Notice I didn't just say I was re-writing Die Hard, I took elements from a bunch of places, themes and ideas that I liked and wanted to play with. This is how you come up with ideas. However for a lot of writers this comes so naturally, it's hard to see what we are doing.

David Farland addresses a similar idea in his book 'Million Dollar Outlines' and calls it resonance. I highly suggest reading his book and even listening to some of his interviews on youtube. Resonance is when ideas remind us of, and build on the culture that comes before in order to give readers a call back memory to other things they have loved.

I think some writers are deathly scared of using ideas that are 'too similar' to other works. Pro tip. Your idea, whatever it is, is similar to other works. If you don't know what they are, it's just because you haven't read them yet. No one cares. Its fine. Once you get over that fear, 'finding' ideas is much easier.

Recently, Meg and I greatly enjoyed watching Yuri on Ice (check it out on crunchyroll if you haven't seen it already), a gay romance about competitive figure skating. Instantly, we knew we wanted to play with the idea. So we wrote a gay romance about a figure skater and an ice hockey player (Bite the Ice). Because we were so enthusiastic about the show, it only took us two weeks to write a complete novel, which is now in editing.

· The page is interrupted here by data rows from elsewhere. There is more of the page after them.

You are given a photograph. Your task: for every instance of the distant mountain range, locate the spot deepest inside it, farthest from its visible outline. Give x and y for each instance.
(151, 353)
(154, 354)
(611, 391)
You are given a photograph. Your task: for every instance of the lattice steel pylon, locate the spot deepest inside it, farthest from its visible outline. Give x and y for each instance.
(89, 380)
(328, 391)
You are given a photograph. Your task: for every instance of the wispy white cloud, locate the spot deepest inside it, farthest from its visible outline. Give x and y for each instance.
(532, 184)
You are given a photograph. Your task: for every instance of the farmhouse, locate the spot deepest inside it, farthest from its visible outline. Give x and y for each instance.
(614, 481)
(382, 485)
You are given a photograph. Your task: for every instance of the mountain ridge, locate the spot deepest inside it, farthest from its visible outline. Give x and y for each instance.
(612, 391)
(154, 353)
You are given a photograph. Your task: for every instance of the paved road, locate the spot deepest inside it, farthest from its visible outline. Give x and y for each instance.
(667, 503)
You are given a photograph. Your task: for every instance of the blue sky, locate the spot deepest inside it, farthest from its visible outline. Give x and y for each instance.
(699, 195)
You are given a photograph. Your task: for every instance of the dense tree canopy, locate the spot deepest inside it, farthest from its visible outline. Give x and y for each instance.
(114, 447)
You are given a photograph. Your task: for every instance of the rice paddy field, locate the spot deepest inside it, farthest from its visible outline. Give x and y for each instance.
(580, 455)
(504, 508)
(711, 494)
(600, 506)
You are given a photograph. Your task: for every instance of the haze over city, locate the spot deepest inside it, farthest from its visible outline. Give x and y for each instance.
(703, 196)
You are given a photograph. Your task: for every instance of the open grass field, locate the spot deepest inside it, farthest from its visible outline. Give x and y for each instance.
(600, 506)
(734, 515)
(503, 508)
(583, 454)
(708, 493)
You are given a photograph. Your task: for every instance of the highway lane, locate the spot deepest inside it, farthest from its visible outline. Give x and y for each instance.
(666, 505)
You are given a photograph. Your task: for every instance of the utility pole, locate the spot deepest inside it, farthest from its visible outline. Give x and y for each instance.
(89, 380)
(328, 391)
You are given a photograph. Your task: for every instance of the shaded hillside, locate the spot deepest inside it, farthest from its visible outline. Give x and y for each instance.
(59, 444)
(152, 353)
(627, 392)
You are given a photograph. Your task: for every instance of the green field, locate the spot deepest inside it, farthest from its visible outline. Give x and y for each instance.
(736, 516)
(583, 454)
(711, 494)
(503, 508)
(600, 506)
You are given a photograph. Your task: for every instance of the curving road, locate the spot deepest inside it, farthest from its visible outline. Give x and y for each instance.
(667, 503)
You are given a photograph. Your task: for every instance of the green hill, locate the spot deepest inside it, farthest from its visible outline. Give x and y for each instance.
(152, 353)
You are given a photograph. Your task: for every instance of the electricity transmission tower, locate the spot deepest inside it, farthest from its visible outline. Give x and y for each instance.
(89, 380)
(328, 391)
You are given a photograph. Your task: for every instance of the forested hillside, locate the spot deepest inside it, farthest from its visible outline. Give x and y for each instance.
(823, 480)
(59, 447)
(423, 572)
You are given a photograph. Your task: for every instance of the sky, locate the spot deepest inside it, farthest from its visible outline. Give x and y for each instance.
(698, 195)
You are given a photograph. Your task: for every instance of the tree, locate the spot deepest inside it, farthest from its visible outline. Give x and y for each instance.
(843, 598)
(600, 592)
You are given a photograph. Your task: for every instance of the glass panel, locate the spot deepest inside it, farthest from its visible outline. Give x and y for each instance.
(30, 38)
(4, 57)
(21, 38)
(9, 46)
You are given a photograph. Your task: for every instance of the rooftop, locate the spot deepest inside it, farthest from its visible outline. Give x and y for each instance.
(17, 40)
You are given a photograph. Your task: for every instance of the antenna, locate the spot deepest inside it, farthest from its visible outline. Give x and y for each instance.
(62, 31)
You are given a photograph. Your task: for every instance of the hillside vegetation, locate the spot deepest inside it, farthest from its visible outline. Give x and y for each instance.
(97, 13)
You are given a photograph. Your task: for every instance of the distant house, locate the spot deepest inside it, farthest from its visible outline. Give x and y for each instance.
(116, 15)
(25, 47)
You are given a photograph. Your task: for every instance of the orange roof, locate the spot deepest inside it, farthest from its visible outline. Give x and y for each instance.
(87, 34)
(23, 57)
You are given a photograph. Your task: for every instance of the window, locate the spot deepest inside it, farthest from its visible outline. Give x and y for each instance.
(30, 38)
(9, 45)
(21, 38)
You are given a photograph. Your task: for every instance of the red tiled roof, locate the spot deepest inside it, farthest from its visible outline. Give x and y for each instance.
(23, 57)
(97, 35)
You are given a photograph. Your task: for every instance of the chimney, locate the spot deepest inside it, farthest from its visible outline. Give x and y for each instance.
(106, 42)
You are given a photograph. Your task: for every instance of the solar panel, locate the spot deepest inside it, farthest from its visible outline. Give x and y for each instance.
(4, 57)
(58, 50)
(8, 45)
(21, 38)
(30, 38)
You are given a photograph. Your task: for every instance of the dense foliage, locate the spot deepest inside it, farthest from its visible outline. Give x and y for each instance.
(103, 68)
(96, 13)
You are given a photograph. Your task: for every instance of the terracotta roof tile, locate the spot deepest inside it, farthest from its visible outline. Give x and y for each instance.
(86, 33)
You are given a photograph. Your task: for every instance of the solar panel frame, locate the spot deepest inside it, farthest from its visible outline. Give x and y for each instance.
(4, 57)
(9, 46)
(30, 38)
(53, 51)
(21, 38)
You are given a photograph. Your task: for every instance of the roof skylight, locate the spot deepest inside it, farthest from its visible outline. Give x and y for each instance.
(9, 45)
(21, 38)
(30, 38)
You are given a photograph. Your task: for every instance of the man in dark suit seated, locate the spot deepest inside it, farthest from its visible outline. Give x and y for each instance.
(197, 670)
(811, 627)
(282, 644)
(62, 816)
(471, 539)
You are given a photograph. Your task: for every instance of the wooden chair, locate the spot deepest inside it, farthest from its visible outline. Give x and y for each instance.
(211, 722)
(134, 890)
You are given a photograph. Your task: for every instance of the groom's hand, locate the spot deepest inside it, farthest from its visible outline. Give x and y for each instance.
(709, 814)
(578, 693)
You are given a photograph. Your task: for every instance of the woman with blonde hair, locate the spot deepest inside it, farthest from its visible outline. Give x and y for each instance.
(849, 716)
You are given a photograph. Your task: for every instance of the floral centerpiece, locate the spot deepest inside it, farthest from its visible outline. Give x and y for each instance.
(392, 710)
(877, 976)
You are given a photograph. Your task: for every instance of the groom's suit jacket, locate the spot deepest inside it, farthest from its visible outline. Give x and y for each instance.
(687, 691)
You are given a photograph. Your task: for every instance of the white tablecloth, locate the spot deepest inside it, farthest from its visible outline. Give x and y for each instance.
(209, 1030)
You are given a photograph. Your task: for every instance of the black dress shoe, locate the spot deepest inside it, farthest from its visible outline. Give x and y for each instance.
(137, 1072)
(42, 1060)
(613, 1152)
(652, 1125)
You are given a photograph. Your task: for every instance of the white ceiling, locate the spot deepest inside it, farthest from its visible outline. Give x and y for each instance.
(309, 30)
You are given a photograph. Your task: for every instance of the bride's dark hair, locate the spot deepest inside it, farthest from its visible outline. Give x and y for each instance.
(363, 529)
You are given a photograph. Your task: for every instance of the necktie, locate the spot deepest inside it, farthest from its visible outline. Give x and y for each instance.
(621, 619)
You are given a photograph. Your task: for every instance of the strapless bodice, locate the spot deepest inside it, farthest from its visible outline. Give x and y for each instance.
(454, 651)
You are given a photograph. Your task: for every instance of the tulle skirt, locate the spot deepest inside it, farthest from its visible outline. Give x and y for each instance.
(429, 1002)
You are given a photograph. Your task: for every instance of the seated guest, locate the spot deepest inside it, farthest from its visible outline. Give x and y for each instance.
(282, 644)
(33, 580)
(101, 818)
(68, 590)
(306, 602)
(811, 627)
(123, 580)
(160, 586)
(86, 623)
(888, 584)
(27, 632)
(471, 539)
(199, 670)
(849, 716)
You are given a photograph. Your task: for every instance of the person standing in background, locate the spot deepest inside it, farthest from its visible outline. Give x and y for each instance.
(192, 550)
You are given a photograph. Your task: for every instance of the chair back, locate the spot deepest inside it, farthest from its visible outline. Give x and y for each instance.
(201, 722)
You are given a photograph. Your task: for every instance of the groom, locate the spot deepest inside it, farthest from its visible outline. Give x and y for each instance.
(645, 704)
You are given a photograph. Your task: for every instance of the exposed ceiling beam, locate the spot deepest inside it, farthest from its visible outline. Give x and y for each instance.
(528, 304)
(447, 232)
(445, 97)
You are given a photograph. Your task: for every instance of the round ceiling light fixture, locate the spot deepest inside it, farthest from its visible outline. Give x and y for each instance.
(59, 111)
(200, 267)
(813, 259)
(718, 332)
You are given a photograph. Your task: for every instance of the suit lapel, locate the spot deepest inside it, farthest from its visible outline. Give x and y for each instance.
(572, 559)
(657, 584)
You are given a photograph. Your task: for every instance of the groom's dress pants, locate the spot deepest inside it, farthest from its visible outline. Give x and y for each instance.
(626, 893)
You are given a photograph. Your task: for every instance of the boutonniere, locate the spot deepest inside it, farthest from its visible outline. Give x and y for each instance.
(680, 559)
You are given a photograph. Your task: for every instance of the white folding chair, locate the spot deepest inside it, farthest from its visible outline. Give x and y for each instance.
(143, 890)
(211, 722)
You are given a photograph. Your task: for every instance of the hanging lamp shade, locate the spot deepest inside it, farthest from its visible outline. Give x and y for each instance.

Currently, we are writing a book that is based on an idea I had when I first watched frozen. However instead of a princess fleeing her home to hide her magic powers, it is about two brother magi who were driven out and hunted for years, but now the people who persecuted them are begging for their help to save them from an even bigger magical threat (As Light As Ashes).

So if you are struggling to come up with ideas, read more, watch more, play more then take a handful of the ideas you love the most and jam them together into something new. If you love things, it comes through in your writing. And I can promise you you are not alone in the tropes and ideas you love. Other people who love the same things are looking for more. Your fans will be the people who love the same things as you, and that is an awesome situation to be in.

So go forth, write the things you love.

Remember, you can't copyright an idea, so stop worrying about it.

1 comment:

  1. I know so many people, writers (allegedly) who wont tell you about their story because they're afraid you will steal their idea.
    I tell them that ideas are infinite, and I have plenty of my own, thank you.
    Then I give them an idea, and the look of- dude, you just gave me an idea... I can make millions from that and you just gave it to me?